Wednesday, October 17, 2007

Fear & Love

After getting here last night, we had achieved our initial "goal" of getting to Houston & moving in to our temporary apartment. Although there was certainly some relief to be here after 1200 miles on the road, it was actually a bit scary, because we were now faced with the reality ahead. What will the tests show? What happens if I miss a step of the prep for one of the tests? What happens if there are complications? Not only that, what if something happens at home & we can't do anything about it? It's enough to make your brain explode. The rational part of your brain says, "chill - you'll get through it." but the fear sneaks in & gets it foot in the door.

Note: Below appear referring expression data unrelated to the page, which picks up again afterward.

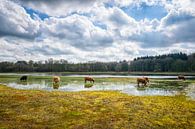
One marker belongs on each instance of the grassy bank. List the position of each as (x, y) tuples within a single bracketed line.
[(82, 110), (115, 73)]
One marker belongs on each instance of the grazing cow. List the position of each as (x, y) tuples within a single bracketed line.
[(23, 78), (89, 79), (181, 77), (56, 79), (56, 82), (143, 80)]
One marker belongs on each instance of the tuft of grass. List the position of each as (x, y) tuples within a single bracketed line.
[(169, 84), (93, 110), (88, 85)]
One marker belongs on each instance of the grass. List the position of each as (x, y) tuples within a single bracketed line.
[(169, 84), (114, 73), (98, 110)]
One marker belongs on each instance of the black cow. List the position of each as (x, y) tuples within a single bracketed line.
[(23, 78)]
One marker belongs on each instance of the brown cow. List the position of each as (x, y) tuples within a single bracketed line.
[(56, 82), (143, 80), (56, 79), (181, 77), (89, 79)]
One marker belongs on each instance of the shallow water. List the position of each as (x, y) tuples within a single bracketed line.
[(127, 88), (100, 76)]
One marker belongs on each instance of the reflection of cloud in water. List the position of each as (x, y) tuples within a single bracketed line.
[(74, 86)]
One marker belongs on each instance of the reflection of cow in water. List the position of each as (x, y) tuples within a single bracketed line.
[(56, 79), (89, 79), (181, 77), (23, 78), (56, 82), (143, 81)]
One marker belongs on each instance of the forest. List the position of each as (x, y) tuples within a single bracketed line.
[(177, 62)]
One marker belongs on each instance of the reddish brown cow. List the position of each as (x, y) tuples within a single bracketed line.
[(181, 77), (89, 79), (56, 79), (143, 81)]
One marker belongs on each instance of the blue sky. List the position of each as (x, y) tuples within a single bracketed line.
[(99, 30)]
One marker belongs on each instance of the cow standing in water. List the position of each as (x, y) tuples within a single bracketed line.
[(56, 82), (23, 78), (89, 79), (143, 81), (181, 77)]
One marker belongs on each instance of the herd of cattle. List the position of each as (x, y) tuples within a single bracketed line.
[(143, 81)]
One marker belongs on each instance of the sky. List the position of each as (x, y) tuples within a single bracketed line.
[(95, 30)]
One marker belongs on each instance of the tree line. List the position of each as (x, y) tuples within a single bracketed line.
[(177, 62)]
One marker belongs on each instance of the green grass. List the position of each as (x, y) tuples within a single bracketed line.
[(117, 73), (23, 109)]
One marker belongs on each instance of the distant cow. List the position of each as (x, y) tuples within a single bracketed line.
[(143, 81), (181, 77), (56, 82), (23, 78), (89, 79)]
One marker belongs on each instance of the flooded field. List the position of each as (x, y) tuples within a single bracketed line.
[(160, 87)]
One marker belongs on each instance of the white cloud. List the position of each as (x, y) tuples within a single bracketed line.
[(103, 33), (15, 22)]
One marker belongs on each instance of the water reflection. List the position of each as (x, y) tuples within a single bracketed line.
[(126, 88)]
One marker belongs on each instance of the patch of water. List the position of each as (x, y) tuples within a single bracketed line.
[(126, 88)]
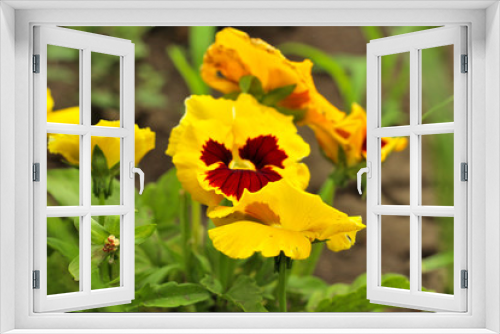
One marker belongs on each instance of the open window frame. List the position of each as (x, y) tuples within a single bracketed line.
[(483, 248)]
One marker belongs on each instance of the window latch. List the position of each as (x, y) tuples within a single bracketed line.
[(36, 279), (141, 176), (465, 279), (36, 172), (36, 63), (464, 171), (368, 171)]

What's the opposite of Love? Hate? I don't think so. Too close. Nothingness? No, that's just absence of emotion. I think the opposite of Love is Fear. When you Love, there is no doubt. By definition, Love fills the gaps in what we do and how we feel. Love creates meaning out of nothing. Fear creates a feeling of nothingness, a void, blinding you from seeing what is there.

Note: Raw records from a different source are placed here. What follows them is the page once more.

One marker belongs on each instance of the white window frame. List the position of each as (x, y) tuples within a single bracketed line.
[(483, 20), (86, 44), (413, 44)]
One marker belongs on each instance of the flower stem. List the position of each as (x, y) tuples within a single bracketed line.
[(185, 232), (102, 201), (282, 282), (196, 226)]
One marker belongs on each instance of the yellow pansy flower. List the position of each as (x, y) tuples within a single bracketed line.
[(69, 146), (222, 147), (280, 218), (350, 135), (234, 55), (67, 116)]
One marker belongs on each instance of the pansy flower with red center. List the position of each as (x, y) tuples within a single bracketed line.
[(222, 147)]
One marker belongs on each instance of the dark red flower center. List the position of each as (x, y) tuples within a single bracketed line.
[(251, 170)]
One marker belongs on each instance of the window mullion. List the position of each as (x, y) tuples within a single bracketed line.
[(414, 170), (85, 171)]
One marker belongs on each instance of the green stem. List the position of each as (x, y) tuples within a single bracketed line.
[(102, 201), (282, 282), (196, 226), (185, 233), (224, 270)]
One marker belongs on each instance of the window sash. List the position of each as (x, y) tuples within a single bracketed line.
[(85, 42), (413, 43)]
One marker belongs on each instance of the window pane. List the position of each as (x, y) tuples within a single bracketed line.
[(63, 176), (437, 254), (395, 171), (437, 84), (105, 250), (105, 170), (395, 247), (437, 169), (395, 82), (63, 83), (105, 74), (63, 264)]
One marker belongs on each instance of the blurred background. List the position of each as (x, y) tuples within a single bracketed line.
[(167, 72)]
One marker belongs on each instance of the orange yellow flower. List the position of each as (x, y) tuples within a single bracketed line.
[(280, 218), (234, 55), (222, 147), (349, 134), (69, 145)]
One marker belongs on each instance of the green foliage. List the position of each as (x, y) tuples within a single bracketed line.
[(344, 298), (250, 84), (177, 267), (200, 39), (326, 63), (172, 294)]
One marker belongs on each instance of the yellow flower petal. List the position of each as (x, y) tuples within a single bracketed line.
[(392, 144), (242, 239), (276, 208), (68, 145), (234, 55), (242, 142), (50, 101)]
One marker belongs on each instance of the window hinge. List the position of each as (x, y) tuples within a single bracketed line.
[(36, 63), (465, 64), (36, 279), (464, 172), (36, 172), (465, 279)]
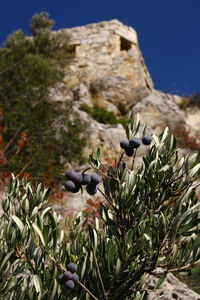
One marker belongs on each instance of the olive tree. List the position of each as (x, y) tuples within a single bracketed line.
[(149, 219)]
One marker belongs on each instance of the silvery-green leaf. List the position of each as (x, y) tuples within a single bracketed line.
[(118, 266), (18, 222), (156, 139), (45, 211), (55, 285), (5, 260), (193, 171), (164, 134), (37, 283), (39, 232)]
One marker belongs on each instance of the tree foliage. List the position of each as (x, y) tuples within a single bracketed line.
[(28, 67), (149, 220)]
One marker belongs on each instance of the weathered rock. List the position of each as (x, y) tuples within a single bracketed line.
[(118, 90), (172, 288), (159, 110), (108, 59)]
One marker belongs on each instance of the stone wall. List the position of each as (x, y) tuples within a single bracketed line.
[(107, 56)]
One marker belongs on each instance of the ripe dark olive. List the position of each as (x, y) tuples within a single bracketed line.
[(135, 142), (67, 275), (70, 174), (73, 176), (71, 267), (61, 279), (75, 277), (124, 144), (69, 284), (129, 151), (95, 179), (71, 186), (86, 179), (91, 189), (146, 140)]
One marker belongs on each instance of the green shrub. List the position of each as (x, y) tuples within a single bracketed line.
[(29, 66), (150, 220), (101, 115)]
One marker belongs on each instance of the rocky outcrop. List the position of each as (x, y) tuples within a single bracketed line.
[(159, 110), (109, 62), (172, 288)]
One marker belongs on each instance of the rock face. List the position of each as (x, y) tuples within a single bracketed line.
[(108, 70), (108, 60), (172, 288), (159, 110)]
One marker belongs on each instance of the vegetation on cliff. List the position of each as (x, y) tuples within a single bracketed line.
[(34, 131)]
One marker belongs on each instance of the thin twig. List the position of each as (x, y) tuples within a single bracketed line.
[(107, 199), (175, 270), (26, 165), (61, 267), (99, 274)]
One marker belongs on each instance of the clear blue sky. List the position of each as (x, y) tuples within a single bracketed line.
[(168, 31)]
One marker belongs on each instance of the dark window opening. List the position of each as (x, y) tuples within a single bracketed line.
[(125, 44), (72, 49)]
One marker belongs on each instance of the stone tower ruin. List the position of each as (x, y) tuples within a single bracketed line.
[(109, 62)]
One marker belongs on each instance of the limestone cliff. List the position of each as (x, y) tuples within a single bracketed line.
[(109, 62)]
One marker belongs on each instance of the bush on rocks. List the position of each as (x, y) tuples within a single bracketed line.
[(150, 222)]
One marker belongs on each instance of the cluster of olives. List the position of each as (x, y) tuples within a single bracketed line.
[(69, 277), (134, 143), (75, 180)]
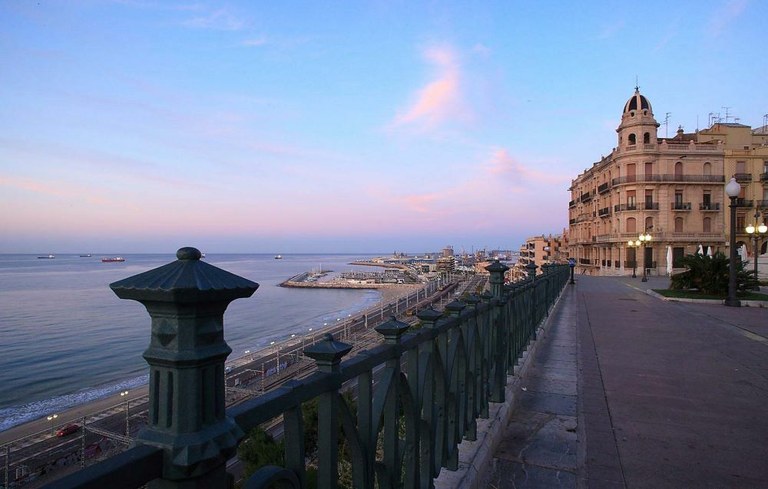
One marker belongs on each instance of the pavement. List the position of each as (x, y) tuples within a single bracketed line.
[(626, 390)]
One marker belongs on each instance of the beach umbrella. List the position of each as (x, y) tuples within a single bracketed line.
[(669, 260)]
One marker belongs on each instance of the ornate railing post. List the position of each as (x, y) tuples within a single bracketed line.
[(392, 330), (498, 323), (328, 354), (186, 300)]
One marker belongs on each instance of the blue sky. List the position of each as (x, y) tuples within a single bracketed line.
[(143, 126)]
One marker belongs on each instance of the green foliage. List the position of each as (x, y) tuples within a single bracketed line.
[(260, 449), (709, 275)]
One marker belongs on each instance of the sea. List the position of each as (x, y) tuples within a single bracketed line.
[(67, 339)]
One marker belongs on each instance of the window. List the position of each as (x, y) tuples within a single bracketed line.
[(679, 170), (649, 170), (631, 225), (677, 255)]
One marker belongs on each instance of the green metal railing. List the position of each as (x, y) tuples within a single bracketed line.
[(418, 394)]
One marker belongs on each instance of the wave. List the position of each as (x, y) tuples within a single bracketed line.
[(16, 415)]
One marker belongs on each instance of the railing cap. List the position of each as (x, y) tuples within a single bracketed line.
[(392, 329), (186, 280), (497, 266)]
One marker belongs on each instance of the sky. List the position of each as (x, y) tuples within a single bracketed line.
[(133, 126)]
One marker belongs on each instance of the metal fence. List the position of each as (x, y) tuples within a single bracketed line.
[(418, 393)]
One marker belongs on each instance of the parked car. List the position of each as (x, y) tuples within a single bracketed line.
[(68, 430)]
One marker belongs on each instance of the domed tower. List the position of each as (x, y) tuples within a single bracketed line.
[(637, 123)]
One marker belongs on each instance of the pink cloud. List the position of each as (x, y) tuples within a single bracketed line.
[(441, 99)]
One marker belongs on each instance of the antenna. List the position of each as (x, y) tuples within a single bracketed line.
[(727, 115)]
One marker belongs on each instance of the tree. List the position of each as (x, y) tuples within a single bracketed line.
[(709, 275)]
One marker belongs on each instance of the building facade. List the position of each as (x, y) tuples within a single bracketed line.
[(668, 189)]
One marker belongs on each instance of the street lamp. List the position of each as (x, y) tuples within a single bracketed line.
[(732, 189), (52, 419), (756, 232), (127, 426), (644, 240), (634, 245)]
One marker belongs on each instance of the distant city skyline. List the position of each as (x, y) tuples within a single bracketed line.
[(131, 126)]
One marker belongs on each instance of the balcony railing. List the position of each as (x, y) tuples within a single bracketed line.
[(669, 178), (624, 207), (418, 393), (680, 206)]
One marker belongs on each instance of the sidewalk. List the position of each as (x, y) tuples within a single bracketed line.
[(630, 391)]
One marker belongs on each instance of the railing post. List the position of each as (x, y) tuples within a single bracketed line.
[(328, 354), (186, 300)]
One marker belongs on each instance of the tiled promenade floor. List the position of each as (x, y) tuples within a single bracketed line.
[(630, 391)]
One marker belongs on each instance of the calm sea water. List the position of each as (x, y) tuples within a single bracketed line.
[(67, 339)]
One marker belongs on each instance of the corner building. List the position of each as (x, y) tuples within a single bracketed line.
[(669, 188)]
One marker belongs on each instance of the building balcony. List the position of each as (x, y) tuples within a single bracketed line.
[(624, 207), (680, 206), (669, 177)]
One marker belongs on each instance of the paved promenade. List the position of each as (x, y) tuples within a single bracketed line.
[(629, 391)]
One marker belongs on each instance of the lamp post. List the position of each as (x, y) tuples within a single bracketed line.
[(634, 245), (52, 419), (756, 232), (644, 240), (732, 189), (127, 426)]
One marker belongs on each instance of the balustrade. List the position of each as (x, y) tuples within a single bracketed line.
[(418, 393)]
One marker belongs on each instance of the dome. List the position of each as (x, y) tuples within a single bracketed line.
[(637, 102)]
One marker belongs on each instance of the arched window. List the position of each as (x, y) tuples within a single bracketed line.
[(679, 171), (631, 225)]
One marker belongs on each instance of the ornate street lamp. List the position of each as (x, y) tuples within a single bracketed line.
[(756, 232), (635, 245), (644, 239), (732, 189)]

So to combat the fear, I read the pillowcase. (This is the pillowcase that my Dragonboat friends wrote messages on after our last paddle in Charleston. It's hanging on the headboard of our bed now). I hadn't really read hardly any of it. Last night I puled it out and read every word. The expressions of warmth, generosity, hope and Love shined a clear light on exactly what was happening. Yeah, it'll be tough. But I have the love of Sheila, here by my side, and the love of lots of folks back home.

Likewise, the comments on the blog here, have been a tremendous inspiration to us. I cannot tell you how much it means to Sheila & I.

THANK YOU!

Love,
Mark

5 comments:

Nina said...

Hi Mark,
I think that love brings strength. I don't know what the pillowcase is (I thought you meant those tags that say you'll go to jail if you pull off the tag!), but it sounds intriguing. I'll have to start reading my pillowcase when I'm down.

You're brave to not act like you have no fear or trepidations. And the prospect of all those tests has got to be overwhelming. So just take it minute by minute.


Love,
Nina

gene said...

Hi Mark and Sheila,

My son, who is a recovering alcoholic, and guides me through times of terror, tells me that fear is the opposite of faith.

Any of us who have faced the cancer beast, or been through the hell of the disease of alcoholism, truly understands fear. Let us, as those who love you, wrap you in a blanket of love and support. A blanket with fists that will try to beat off whatever threatens you.

Love,
gene

Becca said...

Mark,

You are so right about fear. It can have such an intense grip and it shields us from our hope. I hope our love will help you keep it at bay.
Thanks for sharing your journey. All of it; the good and the unpleasant. You are teaching us something about life and ourselves everyday. We think about you with every stroke.

Jennifer said...

Hi Mark and Sheila,

If anyone can release that stronghold of fear, that would be you Mark. You are one of the most positive individuals I know. Like Gene stated, we who have dealt with the cancer demon know how it can attempt to take over our faith and hope. Give it a kick in its sorry butt! You've got LOVE on your side. Jeff and I are praying for you and Sheila. Just think another day closer to this journey coming to a close and returning home. I will keep sending you love and strength. Love ya

Nina said...

Mark, I feel so sad; I wasn't there for the pillowcase writing. If I had been, I would have written "I love you."